Mike Schwartz מיכה שוורץ

Personal information
- Born: March 17, 1949 (age 76)
- Nationality: American-Israeli
- Listed height: 1.94 m (6 ft 4 in)
- Position: Power forward

= Mike Schwartz (basketball) =

American-Israeli basketball player and coach

Michael "Mike or Micah" Schwartz (מיכה שוורץ; born March 17, 1949) is an American-Israeli former basketball player and coach. He played the power forward position. He played and coached in the Israeli Basketball Premier League, and played for the Israel national basketball team

==Biography==
Schwartz is 1.94 m (6 ft 4 in) tall.

He played in the Israeli Basketball Premier League from 1967 to 1980 for Maccabi Tel Aviv and Upper Gallilee (which Schwartz later coached).
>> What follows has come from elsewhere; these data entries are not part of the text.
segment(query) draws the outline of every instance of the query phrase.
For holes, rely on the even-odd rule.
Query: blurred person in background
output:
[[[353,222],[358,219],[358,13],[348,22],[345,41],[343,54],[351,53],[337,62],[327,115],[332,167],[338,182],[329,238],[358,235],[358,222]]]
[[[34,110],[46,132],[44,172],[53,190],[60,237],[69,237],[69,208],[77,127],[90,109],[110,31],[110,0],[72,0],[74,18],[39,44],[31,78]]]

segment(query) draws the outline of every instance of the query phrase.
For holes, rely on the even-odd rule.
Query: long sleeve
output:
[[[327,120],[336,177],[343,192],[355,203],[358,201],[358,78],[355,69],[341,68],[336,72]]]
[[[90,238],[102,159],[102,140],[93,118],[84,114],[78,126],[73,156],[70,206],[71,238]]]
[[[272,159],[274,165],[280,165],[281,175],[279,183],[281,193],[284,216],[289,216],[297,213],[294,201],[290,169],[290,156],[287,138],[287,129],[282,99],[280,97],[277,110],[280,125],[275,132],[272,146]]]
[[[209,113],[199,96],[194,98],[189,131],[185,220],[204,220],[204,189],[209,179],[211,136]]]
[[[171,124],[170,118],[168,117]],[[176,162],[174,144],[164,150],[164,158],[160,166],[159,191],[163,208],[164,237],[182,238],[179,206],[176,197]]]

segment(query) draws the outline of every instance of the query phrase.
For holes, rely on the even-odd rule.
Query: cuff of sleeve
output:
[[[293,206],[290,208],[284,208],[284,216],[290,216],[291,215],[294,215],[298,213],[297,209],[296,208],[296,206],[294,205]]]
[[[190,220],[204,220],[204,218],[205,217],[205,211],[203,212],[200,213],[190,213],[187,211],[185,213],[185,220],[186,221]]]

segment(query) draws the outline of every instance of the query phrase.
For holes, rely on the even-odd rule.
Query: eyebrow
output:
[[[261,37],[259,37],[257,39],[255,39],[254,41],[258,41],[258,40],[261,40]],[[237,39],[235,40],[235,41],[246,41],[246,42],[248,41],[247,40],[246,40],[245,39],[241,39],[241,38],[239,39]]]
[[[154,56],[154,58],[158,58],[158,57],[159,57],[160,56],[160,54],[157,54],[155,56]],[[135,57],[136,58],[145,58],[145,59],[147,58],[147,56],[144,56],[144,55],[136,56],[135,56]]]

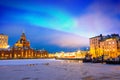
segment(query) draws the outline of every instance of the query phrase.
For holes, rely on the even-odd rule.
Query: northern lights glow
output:
[[[23,30],[33,47],[49,51],[88,46],[88,38],[101,33],[120,34],[119,0],[1,0],[0,9],[0,32],[11,45]]]

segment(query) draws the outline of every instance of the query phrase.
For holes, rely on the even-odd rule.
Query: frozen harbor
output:
[[[120,80],[120,65],[54,59],[1,60],[0,80]]]

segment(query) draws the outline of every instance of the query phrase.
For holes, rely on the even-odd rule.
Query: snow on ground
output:
[[[120,80],[120,65],[54,59],[1,60],[0,80]]]

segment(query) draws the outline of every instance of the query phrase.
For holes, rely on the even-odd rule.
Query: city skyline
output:
[[[89,38],[118,33],[119,0],[2,0],[0,33],[13,46],[24,31],[31,46],[49,52],[89,46]]]

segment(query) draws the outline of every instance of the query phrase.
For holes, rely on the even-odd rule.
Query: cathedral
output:
[[[0,59],[36,59],[48,58],[46,50],[34,50],[30,47],[30,42],[26,39],[25,33],[22,33],[20,39],[11,49],[0,50]]]

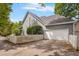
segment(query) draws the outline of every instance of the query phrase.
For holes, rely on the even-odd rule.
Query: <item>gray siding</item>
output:
[[[48,30],[55,30],[55,29],[69,29],[69,34],[73,34],[73,24],[62,24],[62,25],[52,25],[46,26]]]

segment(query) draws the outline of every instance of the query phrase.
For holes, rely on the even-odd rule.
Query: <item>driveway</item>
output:
[[[79,55],[69,43],[56,40],[39,40],[24,44],[0,41],[1,56],[72,56]]]

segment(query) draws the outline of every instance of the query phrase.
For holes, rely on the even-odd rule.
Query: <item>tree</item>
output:
[[[55,13],[63,16],[75,17],[79,15],[78,3],[56,3]]]
[[[7,36],[11,34],[11,21],[9,19],[12,4],[0,3],[0,35]]]

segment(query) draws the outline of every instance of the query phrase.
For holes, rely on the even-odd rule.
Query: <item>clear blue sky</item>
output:
[[[37,16],[54,15],[54,3],[45,3],[46,7],[41,7],[38,3],[14,3],[12,5],[12,12],[10,19],[13,22],[22,21],[27,11],[30,11]]]

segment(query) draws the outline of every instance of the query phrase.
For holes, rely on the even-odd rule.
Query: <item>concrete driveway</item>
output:
[[[70,44],[65,41],[39,40],[24,44],[13,44],[0,41],[1,56],[69,56],[79,55]]]

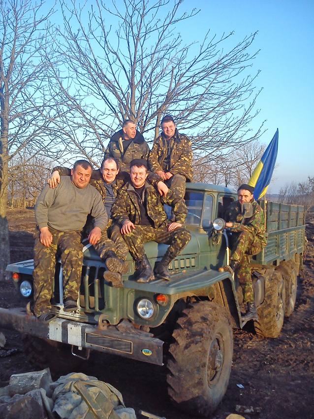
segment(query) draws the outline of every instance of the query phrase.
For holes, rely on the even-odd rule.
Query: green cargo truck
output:
[[[54,352],[58,351],[60,357],[65,346],[86,358],[94,350],[160,365],[166,362],[172,400],[186,412],[210,416],[228,385],[233,328],[244,326],[237,279],[219,270],[228,263],[230,232],[213,226],[215,219],[222,217],[237,199],[226,188],[187,184],[188,213],[185,225],[192,238],[169,266],[170,281],[136,282],[129,255],[130,269],[124,287],[114,288],[104,281],[104,263],[87,244],[79,310],[63,310],[62,270],[57,262],[53,303],[58,317],[44,324],[25,309],[0,309],[0,326],[31,335],[29,341],[36,343],[37,350],[40,342],[48,346],[50,359]],[[284,316],[294,308],[304,249],[304,211],[301,206],[265,201],[260,205],[266,216],[267,244],[251,259],[258,314],[254,327],[258,335],[276,338]],[[145,247],[154,266],[167,246],[151,242]],[[12,264],[7,269],[13,273],[18,293],[27,302],[32,292],[33,261]]]

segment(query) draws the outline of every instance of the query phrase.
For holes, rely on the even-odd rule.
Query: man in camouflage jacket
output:
[[[134,160],[130,168],[131,180],[118,191],[112,206],[112,217],[121,226],[129,251],[139,270],[138,282],[146,282],[156,278],[169,279],[168,266],[186,246],[191,238],[182,227],[188,213],[183,199],[169,189],[160,196],[147,181],[146,163]],[[173,209],[175,221],[167,219],[163,205]],[[155,269],[145,254],[144,244],[153,240],[169,246]]]
[[[133,121],[127,119],[123,123],[122,129],[110,139],[105,152],[105,158],[113,157],[122,171],[129,172],[130,162],[133,159],[147,160],[149,148],[140,133],[136,131]]]
[[[262,210],[254,200],[254,188],[246,184],[238,190],[238,201],[232,203],[225,215],[226,227],[232,229],[231,253],[229,266],[225,271],[236,272],[242,288],[243,301],[248,303],[248,310],[242,317],[243,320],[257,320],[257,314],[254,302],[254,292],[250,267],[250,256],[257,254],[266,244],[265,235],[265,216]],[[241,206],[244,202],[251,202],[253,214],[250,218],[243,218]]]
[[[186,135],[179,133],[170,115],[164,116],[161,125],[162,132],[154,141],[148,159],[151,170],[184,198],[186,182],[193,181],[192,143]]]
[[[55,187],[60,182],[60,175],[70,175],[70,169],[67,168],[58,167],[53,171],[52,176],[48,180],[52,188]],[[167,194],[168,188],[159,176],[150,173],[148,178],[150,183],[158,189],[160,194]],[[121,235],[119,226],[112,222],[111,208],[118,191],[129,180],[129,174],[120,172],[114,159],[106,157],[101,163],[101,169],[93,171],[90,181],[90,184],[100,194],[108,218],[106,229],[102,232],[100,240],[94,246],[108,268],[104,273],[104,278],[115,287],[123,285],[122,274],[126,274],[128,270],[128,264],[125,263],[128,249]],[[84,228],[86,236],[88,235],[92,228],[93,219],[90,214]]]

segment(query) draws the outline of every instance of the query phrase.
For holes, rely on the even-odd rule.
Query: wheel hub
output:
[[[213,340],[209,351],[207,377],[209,384],[216,378],[222,366],[223,352],[218,337]]]

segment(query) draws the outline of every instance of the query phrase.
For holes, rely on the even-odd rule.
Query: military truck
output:
[[[241,287],[236,278],[222,269],[228,262],[230,232],[223,229],[223,220],[215,219],[223,217],[237,199],[226,188],[187,184],[185,226],[192,238],[169,265],[170,281],[136,282],[129,255],[124,286],[114,288],[103,279],[103,261],[86,244],[77,312],[63,310],[62,270],[57,262],[53,304],[58,317],[45,324],[24,308],[0,309],[0,326],[31,335],[37,359],[48,353],[51,362],[54,353],[62,358],[65,344],[77,357],[88,358],[93,350],[159,365],[167,363],[173,402],[185,412],[210,416],[228,385],[233,328],[244,326]],[[258,314],[254,326],[258,335],[276,338],[284,316],[294,308],[304,249],[304,211],[303,207],[265,200],[260,204],[267,244],[251,261]],[[145,248],[154,266],[167,246],[151,242]],[[12,264],[7,269],[13,273],[21,298],[31,298],[33,261]]]

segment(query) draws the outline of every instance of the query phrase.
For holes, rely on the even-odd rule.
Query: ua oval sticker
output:
[[[150,349],[142,349],[142,352],[144,355],[146,355],[147,356],[150,356],[153,353]]]

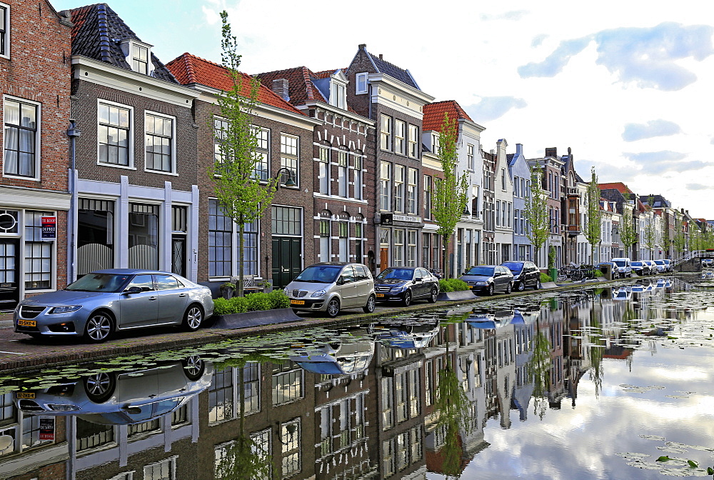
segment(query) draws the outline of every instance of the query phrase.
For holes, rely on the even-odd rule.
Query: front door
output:
[[[273,236],[273,286],[282,289],[302,270],[300,239]]]
[[[20,301],[19,250],[19,239],[0,239],[0,310],[12,310]]]

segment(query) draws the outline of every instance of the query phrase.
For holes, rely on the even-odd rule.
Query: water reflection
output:
[[[693,395],[697,369],[700,401],[714,403],[702,348],[713,330],[693,308],[711,299],[698,288],[541,294],[277,346],[228,342],[203,360],[59,373],[0,397],[0,478],[658,478],[617,454],[654,455],[654,426],[699,444],[714,433],[684,426],[708,414],[672,403]],[[668,369],[680,374],[665,381]]]

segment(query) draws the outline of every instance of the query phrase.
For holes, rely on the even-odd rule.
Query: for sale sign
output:
[[[57,217],[43,216],[40,217],[42,223],[42,239],[56,240],[57,239]]]

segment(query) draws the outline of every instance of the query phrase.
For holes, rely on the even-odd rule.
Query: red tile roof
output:
[[[433,104],[424,105],[424,119],[422,129],[424,131],[441,131],[445,113],[448,114],[449,120],[463,119],[473,121],[456,100],[435,101]]]
[[[171,60],[166,64],[166,68],[182,85],[199,84],[224,91],[233,88],[233,81],[228,76],[226,67],[188,53]],[[243,94],[248,96],[250,94],[252,77],[242,72],[239,72],[239,74],[242,82],[241,89]],[[261,85],[258,89],[258,101],[302,114],[301,111],[264,85]]]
Schwartz competed for the Israel national basketball team in the 1968 European Olympic Qualifying Tournament for Men, 1971 European Championship for Men, 1972 Pre-Olympic Basketball Tournament, and 1973 Universiade.

He lived in Haifa, Israel, early in his life, is married to Racheli Schwartz, and they live in Kibbutz Hulata, Israel. Schwartz's son Gal played basketball in the Israeli National League.